« Pour ouvrir grand les Jeux, ouvrons grand les yeux »

où 50 nuances d’exploitation des volontaires des JOP par Paris 2024

Non content de demander à ses volontaires de travailler gratuitement 90h sur une quinzaine (puisqu apparement c’est une opportunité incroyable de vivre les Jeux de l’intérieur), Paris 2024 impose à ses volontaires des formations, à la fois via des capsules vidéos sur une plateforme en ligne, et également en présentiel à Paris, en plus des crénaux de mobilisation des bénévoles, hors des dates des Jeux. (A titre d’exemple, on m’a assigné une formation sur site le 19 juillet de 14h à 19h, pour une cérémonie d’ouverture le 26 juillet, et alors même qu’il est prévu que je ne récupère mon accréditation que 4 jours plus tard…).
Je vous invite d’ailleurs, que vous fassiez partie des 45 000 « élus » ou non, à lire cet excellent guide sur le bénévolat aux JO, rédigé en avril 2024 par le collectif Saccage.

Evidement, ce temps de formation n’est lui non plus pas rémunéré, à la différence des formations professionnelles obligatoires (dans le cadre d’un contrat de travail, donc). Il semblerait que cette formation des bénévoles de Paris 2024 soit cependant obligatoire…

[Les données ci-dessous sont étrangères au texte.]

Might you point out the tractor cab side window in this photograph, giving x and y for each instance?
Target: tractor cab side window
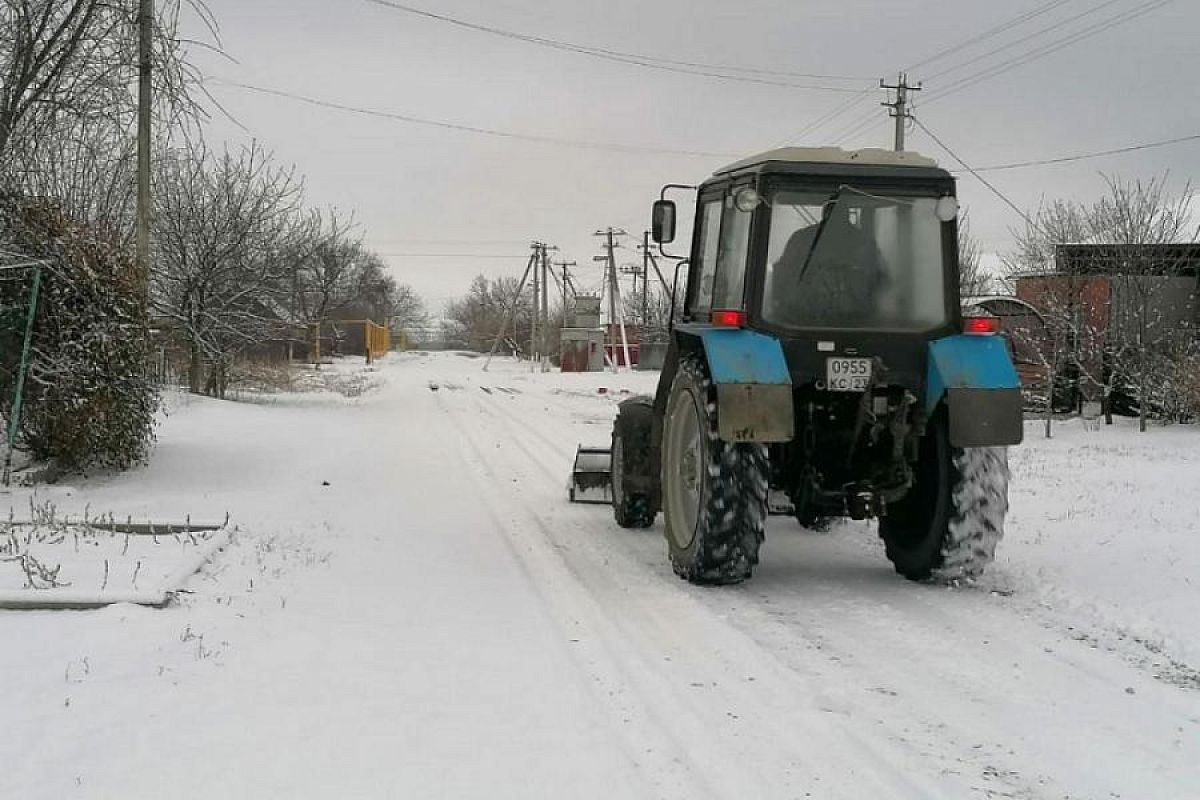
(705, 266)
(731, 260)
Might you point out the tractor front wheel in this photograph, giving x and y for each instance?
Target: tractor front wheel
(635, 464)
(953, 517)
(714, 493)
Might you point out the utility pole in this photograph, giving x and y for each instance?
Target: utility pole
(646, 282)
(545, 310)
(565, 287)
(145, 44)
(616, 314)
(533, 325)
(511, 311)
(899, 109)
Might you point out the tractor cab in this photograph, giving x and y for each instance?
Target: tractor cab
(821, 354)
(853, 251)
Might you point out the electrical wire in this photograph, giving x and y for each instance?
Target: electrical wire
(815, 125)
(1020, 41)
(1099, 154)
(468, 128)
(975, 173)
(719, 72)
(988, 34)
(1048, 49)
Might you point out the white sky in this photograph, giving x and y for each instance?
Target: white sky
(419, 190)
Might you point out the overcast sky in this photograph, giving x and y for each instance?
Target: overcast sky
(419, 190)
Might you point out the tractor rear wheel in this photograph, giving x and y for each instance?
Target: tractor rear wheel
(635, 468)
(953, 517)
(714, 493)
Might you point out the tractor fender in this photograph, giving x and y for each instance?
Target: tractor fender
(640, 446)
(973, 376)
(754, 385)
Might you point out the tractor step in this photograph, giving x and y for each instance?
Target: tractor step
(592, 475)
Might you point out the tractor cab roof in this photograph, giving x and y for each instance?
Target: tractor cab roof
(835, 161)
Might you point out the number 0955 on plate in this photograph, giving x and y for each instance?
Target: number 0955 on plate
(847, 374)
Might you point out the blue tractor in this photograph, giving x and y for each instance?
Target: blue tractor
(821, 355)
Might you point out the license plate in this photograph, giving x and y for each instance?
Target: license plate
(847, 374)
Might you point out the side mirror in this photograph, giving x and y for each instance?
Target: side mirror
(663, 222)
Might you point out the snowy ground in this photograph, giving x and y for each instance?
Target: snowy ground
(412, 608)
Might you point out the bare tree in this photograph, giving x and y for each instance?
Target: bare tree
(474, 320)
(221, 226)
(1141, 227)
(1059, 296)
(973, 281)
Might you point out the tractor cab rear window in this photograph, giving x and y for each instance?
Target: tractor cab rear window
(855, 259)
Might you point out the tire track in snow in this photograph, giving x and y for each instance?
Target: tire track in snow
(711, 681)
(949, 655)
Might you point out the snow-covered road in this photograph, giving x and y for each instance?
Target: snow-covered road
(439, 623)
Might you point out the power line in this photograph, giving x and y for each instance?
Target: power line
(1025, 38)
(977, 175)
(1050, 48)
(1099, 154)
(648, 61)
(825, 119)
(988, 34)
(469, 128)
(451, 256)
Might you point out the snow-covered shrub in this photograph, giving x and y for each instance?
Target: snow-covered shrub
(89, 401)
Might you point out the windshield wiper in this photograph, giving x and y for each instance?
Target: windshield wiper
(826, 216)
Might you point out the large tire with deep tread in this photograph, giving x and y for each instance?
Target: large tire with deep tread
(953, 518)
(714, 493)
(634, 467)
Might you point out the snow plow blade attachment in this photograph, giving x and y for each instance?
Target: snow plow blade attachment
(592, 475)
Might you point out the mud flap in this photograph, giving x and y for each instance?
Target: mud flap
(976, 377)
(754, 386)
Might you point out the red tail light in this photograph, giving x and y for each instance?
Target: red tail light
(729, 318)
(981, 325)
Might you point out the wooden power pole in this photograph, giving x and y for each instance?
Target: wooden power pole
(145, 89)
(900, 108)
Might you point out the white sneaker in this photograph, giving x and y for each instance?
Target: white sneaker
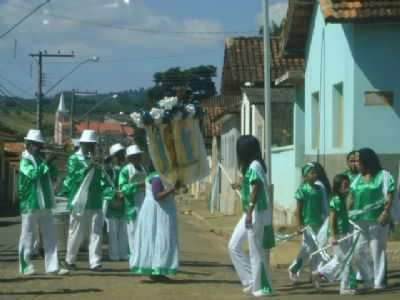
(316, 280)
(348, 292)
(261, 293)
(248, 289)
(293, 276)
(29, 272)
(63, 271)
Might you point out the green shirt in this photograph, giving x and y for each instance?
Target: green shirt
(77, 169)
(115, 208)
(254, 174)
(350, 175)
(311, 197)
(130, 189)
(29, 176)
(366, 193)
(338, 206)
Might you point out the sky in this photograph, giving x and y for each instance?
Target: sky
(133, 39)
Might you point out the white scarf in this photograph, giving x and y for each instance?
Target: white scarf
(42, 204)
(80, 199)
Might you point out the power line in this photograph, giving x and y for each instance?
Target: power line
(24, 18)
(138, 29)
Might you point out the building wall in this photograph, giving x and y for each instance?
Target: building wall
(285, 178)
(229, 203)
(377, 64)
(329, 62)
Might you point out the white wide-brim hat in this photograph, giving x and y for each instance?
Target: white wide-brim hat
(133, 150)
(34, 135)
(88, 136)
(114, 149)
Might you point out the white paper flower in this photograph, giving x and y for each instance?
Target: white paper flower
(157, 115)
(168, 102)
(137, 118)
(191, 110)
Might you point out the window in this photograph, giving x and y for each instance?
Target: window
(315, 120)
(337, 115)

Mais commençons par la « formation générale » disponible sous forme de capsules vidéos sur « l’académie Paris 2024 », l’organisme de formation des Jeux Olympiques et Paralympiques. Chaque volontaire a donc un espace en ligne sur cette plateforme, et le programme des volontaires lui assigne une ou plusieurs formations, en lien avec sa future mission. (Est-ce que ça ressemblerai pas un peu à un processus d’onboarding dans l’un de ces grands groupes « partenaires premium » des JOP ? Je pose la question…)
C’est parti pour 1h de blabla. Heureusement, la plateforme permet de suivre les vidéos en vitesse x 4. Un programme (creux) en 3 parties : « au cœur des Jeux », « ouvrons grand les jeux » et « accueillir le monde ».
S’ajoute une capsule qui explique la présentation de la carte d’accréditation. Où on nous explique, en gros, qu’une accréditation c’est très important et très précieux, qu’il n’en sera délivré qu’une seule aux volontaires, et qu’il faut donc surtout, surtout, ne pas la perdre, l’oublier, ou se la faire voler ! Visiblement il existe une procédure si un malheur devait arriver, mais les volontaires concernés doivent alors s’adresser à leur responsable de mission…
Qui est chaud pour une chasse au trésor, ou un PokémonGo des accréditations olympiques cet été ?

On arrive enfin sur la dernière partie de la formation en ligne : celle-ci est visiblement facultative, puisqu’elle s’appelle « pour aller plus loin ». Mais on aurait tort de s’arrêter là, puisque grâce à ce cher Baron de Coubertin, nous aussi, on a envie d’aller plus vite, plus haut, plus fort !
 On apprend donc comment « lutter contre les manipulations des compétitions », et notamment le trucage des compétitions. On apprend aussi que les 45 000 volontaires ayant une accréditation, et donc, potentiellement accès à des informations non connues du grand public, ils et elles n’ont pas le droit de participer aux paris sportifs ! Pour celleux qui comptaient là-dessus pour financer leur hébergement en région parisienne, désolé, vous avez 2 mois pour trouver une alternative…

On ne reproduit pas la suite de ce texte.